Negotiating a higher salary now will.
Your boss almost counts on you to feel this way as it gives them an advantage. This doesn’t make them evil but a skilled player in the game of negotiating since they already know your weakness: you’re willing to back down because you want to be liked. Stop it. You are liked. You were hired. Know that.
We Devalue Our Worth
Ever year you should be conducting a salary search in your field to see what others are being paid in your field and specific position. Your salary shouldn’t just be about what your employer is willing to pay you. It should be about what they can afford to pay you and the two are often very different. Let’s go a bit further than that.

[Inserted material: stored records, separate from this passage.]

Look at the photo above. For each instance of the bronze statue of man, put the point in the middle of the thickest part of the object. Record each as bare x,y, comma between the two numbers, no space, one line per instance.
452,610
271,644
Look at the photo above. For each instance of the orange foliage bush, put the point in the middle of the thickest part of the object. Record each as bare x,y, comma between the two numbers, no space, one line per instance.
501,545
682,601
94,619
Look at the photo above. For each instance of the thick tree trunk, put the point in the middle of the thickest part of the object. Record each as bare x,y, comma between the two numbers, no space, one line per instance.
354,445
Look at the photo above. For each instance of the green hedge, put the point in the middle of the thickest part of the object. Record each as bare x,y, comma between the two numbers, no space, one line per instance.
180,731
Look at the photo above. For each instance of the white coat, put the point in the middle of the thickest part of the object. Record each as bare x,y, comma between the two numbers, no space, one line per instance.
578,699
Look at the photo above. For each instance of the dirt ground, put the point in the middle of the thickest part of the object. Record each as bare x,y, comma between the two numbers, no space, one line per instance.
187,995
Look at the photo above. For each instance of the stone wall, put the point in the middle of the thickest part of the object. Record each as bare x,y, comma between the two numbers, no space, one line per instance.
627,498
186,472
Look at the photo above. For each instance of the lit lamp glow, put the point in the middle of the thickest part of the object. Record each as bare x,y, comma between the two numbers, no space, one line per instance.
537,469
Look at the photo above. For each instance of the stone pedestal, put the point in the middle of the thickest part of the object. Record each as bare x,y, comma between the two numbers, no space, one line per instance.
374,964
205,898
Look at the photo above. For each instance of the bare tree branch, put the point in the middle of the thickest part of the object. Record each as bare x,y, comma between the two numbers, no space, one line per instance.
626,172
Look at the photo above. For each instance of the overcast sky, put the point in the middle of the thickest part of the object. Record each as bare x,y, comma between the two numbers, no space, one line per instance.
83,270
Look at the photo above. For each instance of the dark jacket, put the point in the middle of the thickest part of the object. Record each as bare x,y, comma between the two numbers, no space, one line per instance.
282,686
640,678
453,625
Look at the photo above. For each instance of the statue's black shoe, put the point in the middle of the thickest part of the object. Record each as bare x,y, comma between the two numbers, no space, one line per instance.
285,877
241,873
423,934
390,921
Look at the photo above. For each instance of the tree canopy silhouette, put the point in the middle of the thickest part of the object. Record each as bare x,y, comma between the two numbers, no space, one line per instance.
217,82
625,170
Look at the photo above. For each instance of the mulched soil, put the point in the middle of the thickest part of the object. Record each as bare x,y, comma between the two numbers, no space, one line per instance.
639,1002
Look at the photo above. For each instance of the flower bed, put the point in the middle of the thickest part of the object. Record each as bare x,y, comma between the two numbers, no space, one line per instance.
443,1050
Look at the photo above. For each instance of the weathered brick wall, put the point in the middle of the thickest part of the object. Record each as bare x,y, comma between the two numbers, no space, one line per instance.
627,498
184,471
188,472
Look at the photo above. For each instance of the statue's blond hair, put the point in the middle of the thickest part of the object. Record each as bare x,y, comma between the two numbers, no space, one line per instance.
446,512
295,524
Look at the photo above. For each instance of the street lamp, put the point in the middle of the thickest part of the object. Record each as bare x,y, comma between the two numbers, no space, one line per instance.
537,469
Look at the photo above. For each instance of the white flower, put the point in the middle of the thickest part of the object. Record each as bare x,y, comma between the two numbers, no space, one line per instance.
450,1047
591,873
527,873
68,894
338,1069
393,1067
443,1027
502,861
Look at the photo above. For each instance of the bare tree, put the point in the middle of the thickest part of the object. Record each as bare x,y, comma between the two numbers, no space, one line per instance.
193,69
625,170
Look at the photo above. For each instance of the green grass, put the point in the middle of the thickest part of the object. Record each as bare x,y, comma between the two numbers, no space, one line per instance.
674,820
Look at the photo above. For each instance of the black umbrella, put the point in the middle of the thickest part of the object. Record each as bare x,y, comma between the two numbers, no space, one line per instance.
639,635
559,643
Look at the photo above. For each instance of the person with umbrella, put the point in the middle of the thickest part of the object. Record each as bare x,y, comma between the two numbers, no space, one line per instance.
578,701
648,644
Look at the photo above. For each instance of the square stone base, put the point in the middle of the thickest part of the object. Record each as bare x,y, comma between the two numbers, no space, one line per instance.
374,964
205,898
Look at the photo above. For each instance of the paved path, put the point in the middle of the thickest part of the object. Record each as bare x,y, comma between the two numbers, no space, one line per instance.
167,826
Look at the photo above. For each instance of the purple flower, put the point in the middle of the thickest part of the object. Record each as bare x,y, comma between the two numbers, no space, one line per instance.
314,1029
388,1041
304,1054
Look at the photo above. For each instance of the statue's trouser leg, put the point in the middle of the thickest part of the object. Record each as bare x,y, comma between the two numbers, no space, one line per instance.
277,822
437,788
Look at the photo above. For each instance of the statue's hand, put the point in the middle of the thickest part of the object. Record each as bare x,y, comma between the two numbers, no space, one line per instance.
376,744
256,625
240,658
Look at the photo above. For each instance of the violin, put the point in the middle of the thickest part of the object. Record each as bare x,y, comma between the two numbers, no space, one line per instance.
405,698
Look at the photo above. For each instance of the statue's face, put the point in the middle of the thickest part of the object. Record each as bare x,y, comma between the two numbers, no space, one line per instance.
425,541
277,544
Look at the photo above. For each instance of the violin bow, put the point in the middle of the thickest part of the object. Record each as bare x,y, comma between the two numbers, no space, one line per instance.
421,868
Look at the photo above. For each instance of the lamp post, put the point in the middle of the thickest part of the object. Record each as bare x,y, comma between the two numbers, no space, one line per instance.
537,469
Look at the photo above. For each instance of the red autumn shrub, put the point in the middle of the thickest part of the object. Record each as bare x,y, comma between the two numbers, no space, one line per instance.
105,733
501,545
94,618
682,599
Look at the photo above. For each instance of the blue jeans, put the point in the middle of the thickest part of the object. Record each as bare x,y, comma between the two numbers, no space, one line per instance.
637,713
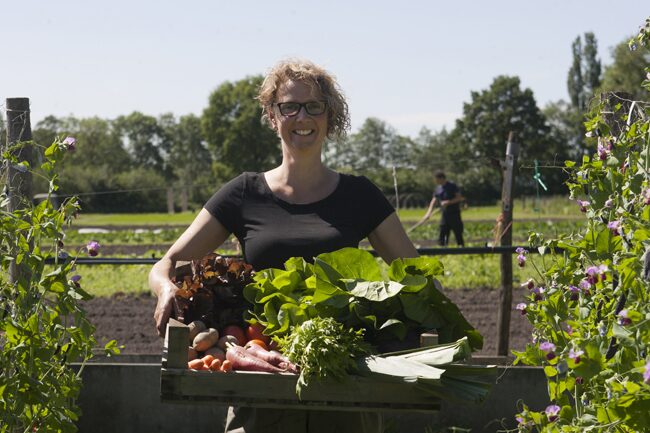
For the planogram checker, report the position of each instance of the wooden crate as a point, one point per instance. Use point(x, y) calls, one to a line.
point(242, 388)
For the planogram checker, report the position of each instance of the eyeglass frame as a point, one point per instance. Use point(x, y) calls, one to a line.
point(301, 105)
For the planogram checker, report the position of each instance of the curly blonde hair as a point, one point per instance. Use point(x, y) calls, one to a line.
point(338, 117)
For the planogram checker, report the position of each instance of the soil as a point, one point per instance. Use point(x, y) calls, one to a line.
point(129, 320)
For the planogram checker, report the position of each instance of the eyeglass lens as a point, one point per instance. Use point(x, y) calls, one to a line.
point(313, 108)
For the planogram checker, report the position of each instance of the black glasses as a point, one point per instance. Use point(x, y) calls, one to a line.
point(313, 108)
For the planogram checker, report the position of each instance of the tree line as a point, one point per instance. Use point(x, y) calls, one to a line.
point(127, 164)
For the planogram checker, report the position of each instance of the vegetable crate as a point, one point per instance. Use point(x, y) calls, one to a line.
point(278, 390)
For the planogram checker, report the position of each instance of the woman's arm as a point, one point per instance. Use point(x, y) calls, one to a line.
point(203, 236)
point(390, 240)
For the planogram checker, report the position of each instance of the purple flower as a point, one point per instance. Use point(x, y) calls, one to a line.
point(603, 152)
point(574, 293)
point(623, 319)
point(614, 226)
point(521, 307)
point(529, 284)
point(592, 274)
point(549, 348)
point(646, 196)
point(575, 355)
point(602, 269)
point(585, 285)
point(552, 412)
point(583, 204)
point(93, 248)
point(521, 260)
point(70, 143)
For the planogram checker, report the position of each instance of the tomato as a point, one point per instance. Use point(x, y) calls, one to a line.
point(256, 332)
point(236, 332)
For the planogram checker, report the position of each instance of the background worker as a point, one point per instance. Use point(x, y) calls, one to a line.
point(448, 196)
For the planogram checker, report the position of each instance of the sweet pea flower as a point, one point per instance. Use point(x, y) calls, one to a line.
point(602, 329)
point(623, 319)
point(646, 196)
point(70, 143)
point(585, 285)
point(583, 204)
point(552, 412)
point(603, 152)
point(575, 355)
point(614, 226)
point(522, 308)
point(602, 269)
point(592, 274)
point(521, 258)
point(529, 284)
point(549, 348)
point(93, 248)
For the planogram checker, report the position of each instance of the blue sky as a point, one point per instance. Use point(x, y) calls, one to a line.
point(409, 63)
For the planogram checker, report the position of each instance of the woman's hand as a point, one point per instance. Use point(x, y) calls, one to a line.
point(165, 306)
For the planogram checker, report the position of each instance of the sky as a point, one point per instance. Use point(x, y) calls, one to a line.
point(412, 64)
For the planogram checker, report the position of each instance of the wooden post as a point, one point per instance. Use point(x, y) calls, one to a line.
point(184, 204)
point(170, 200)
point(19, 180)
point(505, 297)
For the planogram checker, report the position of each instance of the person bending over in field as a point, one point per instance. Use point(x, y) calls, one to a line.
point(300, 208)
point(448, 196)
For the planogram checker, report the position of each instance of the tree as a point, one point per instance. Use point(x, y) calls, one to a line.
point(482, 132)
point(235, 135)
point(584, 75)
point(144, 139)
point(627, 72)
point(189, 158)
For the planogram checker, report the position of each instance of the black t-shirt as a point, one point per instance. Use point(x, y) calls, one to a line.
point(448, 191)
point(272, 230)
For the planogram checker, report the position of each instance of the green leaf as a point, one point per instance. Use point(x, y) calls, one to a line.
point(377, 291)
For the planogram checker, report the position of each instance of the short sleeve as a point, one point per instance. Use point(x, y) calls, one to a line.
point(376, 207)
point(225, 204)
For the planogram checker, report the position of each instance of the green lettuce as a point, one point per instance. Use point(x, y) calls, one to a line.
point(349, 286)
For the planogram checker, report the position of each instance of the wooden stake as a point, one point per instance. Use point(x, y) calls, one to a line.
point(19, 180)
point(505, 298)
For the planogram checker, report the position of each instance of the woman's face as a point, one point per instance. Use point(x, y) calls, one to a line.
point(302, 130)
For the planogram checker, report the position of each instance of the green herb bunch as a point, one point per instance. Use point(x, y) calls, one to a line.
point(323, 349)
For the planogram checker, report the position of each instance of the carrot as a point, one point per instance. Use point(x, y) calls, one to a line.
point(272, 357)
point(215, 365)
point(245, 360)
point(196, 364)
point(226, 366)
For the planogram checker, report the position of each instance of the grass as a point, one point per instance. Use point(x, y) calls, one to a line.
point(552, 217)
point(558, 207)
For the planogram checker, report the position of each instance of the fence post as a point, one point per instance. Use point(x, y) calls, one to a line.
point(19, 180)
point(170, 200)
point(505, 297)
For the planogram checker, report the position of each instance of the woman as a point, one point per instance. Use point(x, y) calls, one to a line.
point(301, 208)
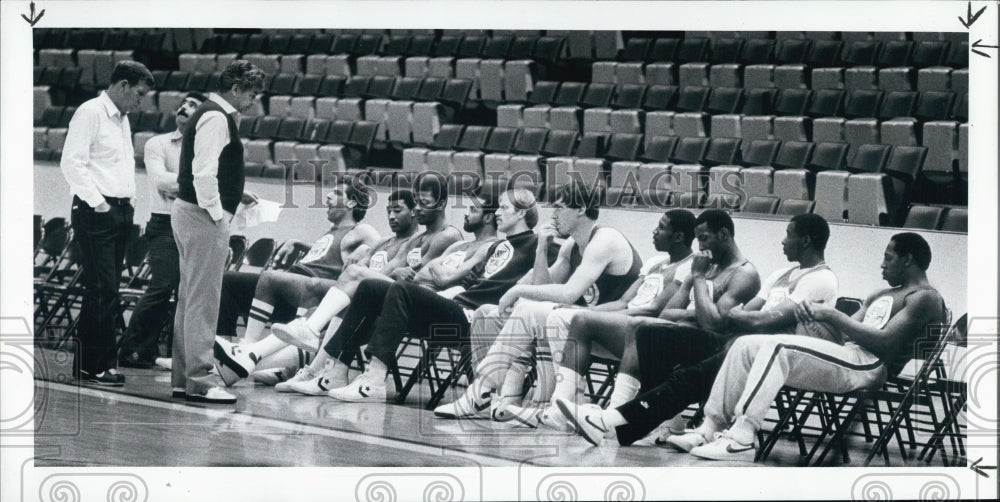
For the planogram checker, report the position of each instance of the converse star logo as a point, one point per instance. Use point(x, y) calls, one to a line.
point(601, 427)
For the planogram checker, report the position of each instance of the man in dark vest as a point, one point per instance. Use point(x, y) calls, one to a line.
point(210, 187)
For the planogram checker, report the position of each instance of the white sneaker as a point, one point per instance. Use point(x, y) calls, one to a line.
point(215, 395)
point(317, 386)
point(586, 419)
point(234, 363)
point(300, 376)
point(272, 376)
point(363, 389)
point(684, 442)
point(465, 406)
point(725, 447)
point(297, 333)
point(526, 416)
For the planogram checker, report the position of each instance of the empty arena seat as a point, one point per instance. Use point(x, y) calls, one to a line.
point(956, 220)
point(924, 217)
point(831, 195)
point(761, 205)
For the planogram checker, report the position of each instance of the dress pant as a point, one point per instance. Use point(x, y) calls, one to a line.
point(152, 312)
point(677, 366)
point(203, 246)
point(101, 238)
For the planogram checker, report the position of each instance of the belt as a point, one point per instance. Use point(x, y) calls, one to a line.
point(118, 201)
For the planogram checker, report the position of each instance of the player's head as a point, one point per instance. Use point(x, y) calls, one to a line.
point(675, 227)
point(240, 83)
point(906, 255)
point(189, 104)
point(574, 203)
point(805, 232)
point(516, 205)
point(346, 197)
point(714, 230)
point(482, 211)
point(432, 197)
point(130, 81)
point(400, 211)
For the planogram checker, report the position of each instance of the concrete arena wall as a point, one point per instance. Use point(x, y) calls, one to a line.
point(854, 252)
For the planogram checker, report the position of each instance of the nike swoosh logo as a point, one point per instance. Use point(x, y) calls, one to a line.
point(598, 427)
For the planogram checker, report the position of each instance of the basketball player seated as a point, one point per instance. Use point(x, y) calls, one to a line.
point(612, 324)
point(274, 293)
point(874, 344)
point(381, 315)
point(595, 265)
point(270, 352)
point(667, 389)
point(435, 267)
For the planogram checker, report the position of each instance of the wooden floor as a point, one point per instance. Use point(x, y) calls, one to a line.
point(141, 425)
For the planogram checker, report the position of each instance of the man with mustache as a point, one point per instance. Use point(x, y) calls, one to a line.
point(162, 158)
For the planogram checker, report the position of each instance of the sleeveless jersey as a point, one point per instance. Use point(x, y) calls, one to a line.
point(607, 287)
point(384, 252)
point(884, 308)
point(416, 253)
point(508, 261)
point(654, 282)
point(324, 258)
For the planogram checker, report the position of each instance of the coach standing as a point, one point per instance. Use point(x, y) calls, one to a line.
point(162, 158)
point(210, 187)
point(99, 165)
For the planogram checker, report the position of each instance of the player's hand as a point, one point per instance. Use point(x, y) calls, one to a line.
point(508, 300)
point(403, 274)
point(546, 234)
point(701, 262)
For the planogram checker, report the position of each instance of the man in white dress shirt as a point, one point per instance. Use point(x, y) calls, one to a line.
point(162, 158)
point(99, 166)
point(210, 187)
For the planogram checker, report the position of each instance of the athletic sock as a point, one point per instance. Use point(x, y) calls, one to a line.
point(288, 356)
point(260, 314)
point(333, 302)
point(265, 346)
point(376, 369)
point(626, 388)
point(612, 418)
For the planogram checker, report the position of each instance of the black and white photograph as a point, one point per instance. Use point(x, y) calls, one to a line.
point(499, 250)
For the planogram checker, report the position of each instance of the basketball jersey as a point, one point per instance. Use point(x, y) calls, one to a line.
point(384, 252)
point(784, 286)
point(324, 258)
point(884, 308)
point(508, 260)
point(416, 254)
point(607, 287)
point(656, 280)
point(717, 281)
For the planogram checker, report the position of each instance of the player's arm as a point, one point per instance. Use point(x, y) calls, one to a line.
point(658, 303)
point(742, 288)
point(444, 277)
point(599, 254)
point(620, 304)
point(921, 309)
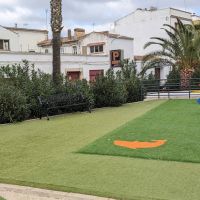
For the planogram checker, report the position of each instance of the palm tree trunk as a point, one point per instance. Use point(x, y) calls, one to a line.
point(185, 75)
point(56, 23)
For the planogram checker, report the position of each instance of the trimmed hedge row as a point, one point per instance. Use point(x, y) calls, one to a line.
point(21, 85)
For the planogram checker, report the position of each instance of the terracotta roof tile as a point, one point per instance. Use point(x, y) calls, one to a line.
point(25, 29)
point(141, 58)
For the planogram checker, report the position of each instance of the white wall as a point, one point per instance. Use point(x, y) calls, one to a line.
point(28, 40)
point(12, 37)
point(142, 25)
point(125, 44)
point(95, 38)
point(44, 61)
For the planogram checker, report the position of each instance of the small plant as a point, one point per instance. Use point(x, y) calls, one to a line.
point(175, 83)
point(13, 104)
point(131, 80)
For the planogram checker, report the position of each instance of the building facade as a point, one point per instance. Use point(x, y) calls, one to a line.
point(9, 40)
point(144, 24)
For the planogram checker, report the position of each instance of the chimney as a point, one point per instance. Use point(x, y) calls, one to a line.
point(153, 8)
point(78, 32)
point(69, 34)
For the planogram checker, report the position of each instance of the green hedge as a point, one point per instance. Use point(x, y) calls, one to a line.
point(20, 86)
point(13, 104)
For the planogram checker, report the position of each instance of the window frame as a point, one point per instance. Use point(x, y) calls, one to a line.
point(4, 41)
point(96, 47)
point(74, 50)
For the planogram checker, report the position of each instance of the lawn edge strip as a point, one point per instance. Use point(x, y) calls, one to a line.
point(72, 189)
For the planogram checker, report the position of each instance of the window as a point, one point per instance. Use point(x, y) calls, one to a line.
point(4, 44)
point(96, 49)
point(176, 25)
point(74, 49)
point(61, 50)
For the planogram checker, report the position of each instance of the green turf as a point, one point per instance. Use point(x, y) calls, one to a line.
point(40, 154)
point(177, 121)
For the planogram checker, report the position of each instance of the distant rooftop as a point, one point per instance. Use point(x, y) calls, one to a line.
point(66, 40)
point(25, 29)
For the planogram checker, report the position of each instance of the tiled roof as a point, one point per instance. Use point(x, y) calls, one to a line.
point(25, 29)
point(141, 58)
point(66, 40)
point(97, 43)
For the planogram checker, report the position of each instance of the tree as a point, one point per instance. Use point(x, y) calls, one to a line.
point(182, 49)
point(56, 23)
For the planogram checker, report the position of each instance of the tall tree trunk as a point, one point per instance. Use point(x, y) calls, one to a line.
point(185, 74)
point(56, 23)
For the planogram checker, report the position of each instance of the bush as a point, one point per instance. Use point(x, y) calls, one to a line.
point(32, 83)
point(108, 90)
point(173, 74)
point(131, 80)
point(13, 104)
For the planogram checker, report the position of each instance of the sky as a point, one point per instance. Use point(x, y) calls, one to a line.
point(81, 13)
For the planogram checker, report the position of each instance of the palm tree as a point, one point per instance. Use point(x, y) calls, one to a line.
point(56, 23)
point(182, 49)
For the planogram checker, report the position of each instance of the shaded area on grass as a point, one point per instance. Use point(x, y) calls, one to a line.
point(176, 121)
point(39, 154)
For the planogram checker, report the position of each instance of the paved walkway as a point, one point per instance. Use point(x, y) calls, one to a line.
point(14, 192)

Let’s say you know what you’re worth and that you’re being underpaid. Show of hands: How likely are you to enter a salary negotiation ready to go to bat for what you deserve to be paid? If you resisted at the thought then you have some work to do. Research what you’re worth but also spend some time investigating the reasons why you wouldn’t want to ask for more based on the results.
Too Wrapped Up In Our Feelings
“I feel that I deserve a raise”
“It isn’t fair that I haven’t received an increase in 4 years”
Get out of your feelings. We’re talking numbers and they don’t have feelings. Your feelings are insignificant. Your worth is what’s on the table. Once you start dipping into your feelings, the other person at the table is likely to lose respect for you in the process because they are now spending time babysitting your feelings. This process isn’t about your feelings.
- Don’t take no for an answer:
- Ask clarifying questions about the reasons for not wanting to agree to an increase right now and what you can do to assure yourself of one at your next review. If that isn’t an option, then start looking for another job.
- Be persistent
- Show your higher ups that while you want a raise you’re willing to keep proving that you are deserving of the increase in salary. Keep at it and don’t back down. When you show that you understand your worth, trust me, the respect will follow, even if they are unable to do it at this time.
- Be creative
- If the answer is no. Discuss alternate means of compensation. Be flexible, but whatever terms you work out, make sure that you are able to secure terms that work in your favor.
- Know how to play the game…AND WIN!